Results: The GPU-based Monte Carlo code demonstrated high accuracy and computational efficiency. Using direct MC simulation as the reference, the GPU-based approach yielded the lowest voxel-level variability, with median RSDs in high-activity transverse regions reaching - 1.13%, indicating superior consistency. Corresponding MARE were 4.53% for the GPU method, compared to 6.71% for VSV and 49.36% for LED, confirming its dosimetric reliability. At the organ level, the GPU-based method achieved RSDs of 0.35% ± 0.80% (tumor), -0.45% ± 0.76% (liver), 1.41% ± 4.45% (lung), and - 1.43% ± 1.23% (spleen), significantly outperforming alternative models. Notably, VSV and LED substantially underestimated lung dose (-52.19% ± 23.87%, -53.71 ± 22.17%), highlighting their limited applicability in heterogeneous regions. In contrast, the dose of spleen (F = 3.26, p = 0.069) and kidneys (F = 3.22, p = 0.071) did not show statistically significant differences between methods.

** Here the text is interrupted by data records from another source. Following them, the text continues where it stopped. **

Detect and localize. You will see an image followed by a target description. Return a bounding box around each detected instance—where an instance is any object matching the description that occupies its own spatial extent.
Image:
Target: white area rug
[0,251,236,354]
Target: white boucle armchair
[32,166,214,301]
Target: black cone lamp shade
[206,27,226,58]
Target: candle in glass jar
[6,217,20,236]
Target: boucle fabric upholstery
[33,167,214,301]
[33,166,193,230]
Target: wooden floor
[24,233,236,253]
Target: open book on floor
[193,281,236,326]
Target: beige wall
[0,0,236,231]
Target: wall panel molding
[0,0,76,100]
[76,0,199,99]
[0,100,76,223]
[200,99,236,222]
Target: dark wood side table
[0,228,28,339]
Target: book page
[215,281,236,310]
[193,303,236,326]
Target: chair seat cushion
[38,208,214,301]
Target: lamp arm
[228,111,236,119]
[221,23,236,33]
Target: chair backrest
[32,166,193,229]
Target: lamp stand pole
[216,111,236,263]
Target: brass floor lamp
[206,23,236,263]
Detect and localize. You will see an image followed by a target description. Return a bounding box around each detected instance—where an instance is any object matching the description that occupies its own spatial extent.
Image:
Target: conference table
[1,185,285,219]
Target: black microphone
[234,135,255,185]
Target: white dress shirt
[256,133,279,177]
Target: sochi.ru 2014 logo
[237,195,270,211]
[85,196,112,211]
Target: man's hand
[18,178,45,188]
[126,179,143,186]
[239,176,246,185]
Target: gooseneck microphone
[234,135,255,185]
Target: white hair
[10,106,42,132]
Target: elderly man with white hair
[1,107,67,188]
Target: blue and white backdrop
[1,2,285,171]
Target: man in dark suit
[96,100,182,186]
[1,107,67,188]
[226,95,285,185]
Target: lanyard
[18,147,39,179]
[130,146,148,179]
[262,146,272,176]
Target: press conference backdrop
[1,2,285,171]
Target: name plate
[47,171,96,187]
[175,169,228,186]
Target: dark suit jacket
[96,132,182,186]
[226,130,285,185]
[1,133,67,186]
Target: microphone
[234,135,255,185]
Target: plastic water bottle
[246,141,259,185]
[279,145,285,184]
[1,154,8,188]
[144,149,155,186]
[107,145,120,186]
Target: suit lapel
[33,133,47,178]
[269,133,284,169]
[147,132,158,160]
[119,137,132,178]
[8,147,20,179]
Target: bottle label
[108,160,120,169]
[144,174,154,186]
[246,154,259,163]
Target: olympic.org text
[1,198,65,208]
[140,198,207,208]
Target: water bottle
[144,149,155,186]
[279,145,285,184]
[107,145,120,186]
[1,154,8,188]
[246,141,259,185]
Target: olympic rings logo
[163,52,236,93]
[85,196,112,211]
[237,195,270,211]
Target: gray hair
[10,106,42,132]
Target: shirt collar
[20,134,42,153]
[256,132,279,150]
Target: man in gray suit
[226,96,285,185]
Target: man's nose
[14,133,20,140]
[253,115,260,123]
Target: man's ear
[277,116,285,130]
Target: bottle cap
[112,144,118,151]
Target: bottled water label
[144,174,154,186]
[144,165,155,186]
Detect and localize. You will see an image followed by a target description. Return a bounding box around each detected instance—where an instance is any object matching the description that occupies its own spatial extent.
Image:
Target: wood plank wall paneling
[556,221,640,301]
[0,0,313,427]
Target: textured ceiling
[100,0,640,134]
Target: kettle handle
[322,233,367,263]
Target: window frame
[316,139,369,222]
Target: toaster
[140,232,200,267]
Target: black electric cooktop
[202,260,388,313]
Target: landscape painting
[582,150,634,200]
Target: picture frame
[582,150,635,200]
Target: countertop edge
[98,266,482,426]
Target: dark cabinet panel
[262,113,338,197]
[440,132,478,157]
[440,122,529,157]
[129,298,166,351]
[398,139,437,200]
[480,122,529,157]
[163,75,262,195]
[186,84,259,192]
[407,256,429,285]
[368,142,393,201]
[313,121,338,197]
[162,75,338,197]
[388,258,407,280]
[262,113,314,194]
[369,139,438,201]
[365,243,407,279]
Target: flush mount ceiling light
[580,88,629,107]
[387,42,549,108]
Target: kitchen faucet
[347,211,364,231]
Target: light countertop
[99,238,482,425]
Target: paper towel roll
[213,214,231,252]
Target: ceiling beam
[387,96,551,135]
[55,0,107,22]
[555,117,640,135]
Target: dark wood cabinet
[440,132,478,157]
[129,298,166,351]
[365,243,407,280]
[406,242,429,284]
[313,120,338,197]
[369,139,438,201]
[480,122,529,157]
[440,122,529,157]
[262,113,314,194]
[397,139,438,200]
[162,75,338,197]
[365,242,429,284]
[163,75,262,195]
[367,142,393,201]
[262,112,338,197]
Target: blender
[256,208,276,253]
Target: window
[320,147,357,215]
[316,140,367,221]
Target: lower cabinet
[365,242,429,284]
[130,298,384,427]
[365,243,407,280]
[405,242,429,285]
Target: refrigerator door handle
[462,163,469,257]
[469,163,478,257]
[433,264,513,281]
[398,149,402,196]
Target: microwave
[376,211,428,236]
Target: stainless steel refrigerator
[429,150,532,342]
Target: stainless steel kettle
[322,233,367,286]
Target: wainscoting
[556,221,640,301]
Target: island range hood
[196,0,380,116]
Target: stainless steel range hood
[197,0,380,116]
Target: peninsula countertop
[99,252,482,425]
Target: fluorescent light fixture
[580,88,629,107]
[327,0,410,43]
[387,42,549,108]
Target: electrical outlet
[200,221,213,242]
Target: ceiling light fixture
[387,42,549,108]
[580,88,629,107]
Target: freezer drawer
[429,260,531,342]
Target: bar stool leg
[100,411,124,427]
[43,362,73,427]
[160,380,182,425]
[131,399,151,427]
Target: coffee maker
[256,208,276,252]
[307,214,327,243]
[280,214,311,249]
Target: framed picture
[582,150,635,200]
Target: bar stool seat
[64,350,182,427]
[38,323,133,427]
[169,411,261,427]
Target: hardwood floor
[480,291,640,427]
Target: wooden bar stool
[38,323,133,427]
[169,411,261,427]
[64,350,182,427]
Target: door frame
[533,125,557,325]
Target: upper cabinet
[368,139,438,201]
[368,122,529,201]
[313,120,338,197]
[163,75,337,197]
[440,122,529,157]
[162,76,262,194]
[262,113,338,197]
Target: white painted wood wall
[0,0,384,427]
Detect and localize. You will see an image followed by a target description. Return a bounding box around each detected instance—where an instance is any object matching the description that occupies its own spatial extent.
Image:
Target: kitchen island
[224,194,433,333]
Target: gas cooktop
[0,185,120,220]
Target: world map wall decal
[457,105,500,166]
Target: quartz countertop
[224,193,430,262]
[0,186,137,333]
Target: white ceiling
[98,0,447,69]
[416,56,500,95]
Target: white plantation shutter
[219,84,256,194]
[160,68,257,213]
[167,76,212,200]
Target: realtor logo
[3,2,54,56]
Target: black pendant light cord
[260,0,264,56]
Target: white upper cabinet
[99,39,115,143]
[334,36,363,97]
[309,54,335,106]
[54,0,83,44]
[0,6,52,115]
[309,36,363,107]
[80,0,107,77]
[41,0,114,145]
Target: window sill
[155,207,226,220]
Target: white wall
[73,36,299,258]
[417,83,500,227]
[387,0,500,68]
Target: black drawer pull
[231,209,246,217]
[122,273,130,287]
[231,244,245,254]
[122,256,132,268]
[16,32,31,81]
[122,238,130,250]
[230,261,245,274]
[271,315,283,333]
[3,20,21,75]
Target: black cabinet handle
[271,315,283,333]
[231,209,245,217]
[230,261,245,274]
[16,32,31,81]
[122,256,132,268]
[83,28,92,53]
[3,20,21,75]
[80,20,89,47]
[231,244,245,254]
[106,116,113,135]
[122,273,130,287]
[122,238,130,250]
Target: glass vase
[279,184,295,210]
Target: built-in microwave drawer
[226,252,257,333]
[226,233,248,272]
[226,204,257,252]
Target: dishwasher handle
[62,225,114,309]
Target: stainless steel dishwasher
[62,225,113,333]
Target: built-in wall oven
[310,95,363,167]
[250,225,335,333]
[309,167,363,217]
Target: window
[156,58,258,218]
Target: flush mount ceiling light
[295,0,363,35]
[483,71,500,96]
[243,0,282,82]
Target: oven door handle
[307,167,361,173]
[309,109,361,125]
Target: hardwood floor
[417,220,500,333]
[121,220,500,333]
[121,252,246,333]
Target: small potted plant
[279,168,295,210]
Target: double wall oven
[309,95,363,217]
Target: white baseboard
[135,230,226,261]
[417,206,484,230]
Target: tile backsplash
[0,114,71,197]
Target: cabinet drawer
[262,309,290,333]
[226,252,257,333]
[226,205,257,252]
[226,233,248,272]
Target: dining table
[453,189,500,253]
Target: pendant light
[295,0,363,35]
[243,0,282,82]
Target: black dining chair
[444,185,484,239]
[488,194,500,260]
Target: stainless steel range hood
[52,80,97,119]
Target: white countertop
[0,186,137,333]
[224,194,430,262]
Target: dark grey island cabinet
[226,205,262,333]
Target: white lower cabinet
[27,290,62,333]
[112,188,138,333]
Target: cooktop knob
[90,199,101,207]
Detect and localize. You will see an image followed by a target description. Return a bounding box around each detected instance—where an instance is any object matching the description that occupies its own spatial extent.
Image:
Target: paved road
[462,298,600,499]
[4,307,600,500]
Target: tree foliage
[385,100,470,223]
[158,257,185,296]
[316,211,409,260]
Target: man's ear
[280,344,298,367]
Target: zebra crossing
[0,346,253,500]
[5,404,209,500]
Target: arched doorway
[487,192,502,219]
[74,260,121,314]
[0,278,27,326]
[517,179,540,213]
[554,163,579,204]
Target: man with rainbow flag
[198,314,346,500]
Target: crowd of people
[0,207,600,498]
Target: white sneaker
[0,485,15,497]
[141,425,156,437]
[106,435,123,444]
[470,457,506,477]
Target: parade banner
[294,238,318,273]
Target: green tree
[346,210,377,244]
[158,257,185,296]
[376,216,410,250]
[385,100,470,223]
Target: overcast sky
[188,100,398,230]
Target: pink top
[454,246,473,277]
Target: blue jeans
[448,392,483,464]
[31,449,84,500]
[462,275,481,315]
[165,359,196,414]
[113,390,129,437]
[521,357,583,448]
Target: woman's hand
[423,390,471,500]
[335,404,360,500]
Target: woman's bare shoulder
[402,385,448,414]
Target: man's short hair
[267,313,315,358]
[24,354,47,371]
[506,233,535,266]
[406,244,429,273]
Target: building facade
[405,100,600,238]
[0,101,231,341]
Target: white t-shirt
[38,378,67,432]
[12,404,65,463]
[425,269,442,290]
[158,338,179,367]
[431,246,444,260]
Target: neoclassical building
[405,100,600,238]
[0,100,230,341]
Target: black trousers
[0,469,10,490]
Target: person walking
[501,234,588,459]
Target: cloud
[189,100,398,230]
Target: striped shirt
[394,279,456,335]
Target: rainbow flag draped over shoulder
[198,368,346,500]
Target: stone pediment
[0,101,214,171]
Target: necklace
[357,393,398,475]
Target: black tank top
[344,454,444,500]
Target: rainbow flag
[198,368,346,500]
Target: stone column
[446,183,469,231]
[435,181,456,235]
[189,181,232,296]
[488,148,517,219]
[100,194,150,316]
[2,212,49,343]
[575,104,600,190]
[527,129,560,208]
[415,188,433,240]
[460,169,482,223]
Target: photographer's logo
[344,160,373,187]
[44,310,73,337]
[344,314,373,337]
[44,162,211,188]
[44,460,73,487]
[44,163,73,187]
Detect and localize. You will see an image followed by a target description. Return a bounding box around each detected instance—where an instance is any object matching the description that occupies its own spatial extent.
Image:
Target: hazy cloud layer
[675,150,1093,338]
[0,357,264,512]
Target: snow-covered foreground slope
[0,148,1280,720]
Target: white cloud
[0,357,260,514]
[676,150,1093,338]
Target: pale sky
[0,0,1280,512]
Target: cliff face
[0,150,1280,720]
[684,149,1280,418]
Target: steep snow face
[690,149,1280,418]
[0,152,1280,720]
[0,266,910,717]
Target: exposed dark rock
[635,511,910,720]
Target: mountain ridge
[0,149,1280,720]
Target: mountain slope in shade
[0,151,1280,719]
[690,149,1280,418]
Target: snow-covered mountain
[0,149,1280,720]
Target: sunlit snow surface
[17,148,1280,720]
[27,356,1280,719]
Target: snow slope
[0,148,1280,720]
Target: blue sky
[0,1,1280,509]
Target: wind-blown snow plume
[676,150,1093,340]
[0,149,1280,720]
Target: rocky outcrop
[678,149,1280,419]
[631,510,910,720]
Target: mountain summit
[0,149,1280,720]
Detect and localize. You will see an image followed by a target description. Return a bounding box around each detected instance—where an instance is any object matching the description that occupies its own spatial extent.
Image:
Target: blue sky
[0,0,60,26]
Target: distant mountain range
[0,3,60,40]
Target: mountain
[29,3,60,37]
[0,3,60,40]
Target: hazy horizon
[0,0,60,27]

In terms of computational performance, the GPU-based code delivered a remarkable 1,296-fold speed-up over traditional MC simulations, enabling efficient voxel-level dosimetry suitable for clinical workflows.

Conclusion: The GPU-based fast Monte Carlo simulation provides a highly accurate and computationally efficient tool for voxel-level dosimetry in ⁹⁰Y radioembolization. It enables precise estimation of tumor and lung doses with significantly reduced processing time and hardware demands, offering clear clinical advantages in minimizing radiation pneumonitis risk and supporting high-throughput workflows. Importantly, a stratified approach to dosimetric modeling-selecting simplified methods such as VSV or LED for small, well-contained lesions, and reserving GPU-based Monte Carlo for anatomically complex or heterogeneous cases-may optimize the balance between accuracy and efficiency. Future work will focus on large-scale validation and formalizing model selection criteria tailored to tumor morphology and treatment scope, with the aim of advancing personalized dosimetric planning in liver-directed therapies.

Clinical trial number: Not applicable.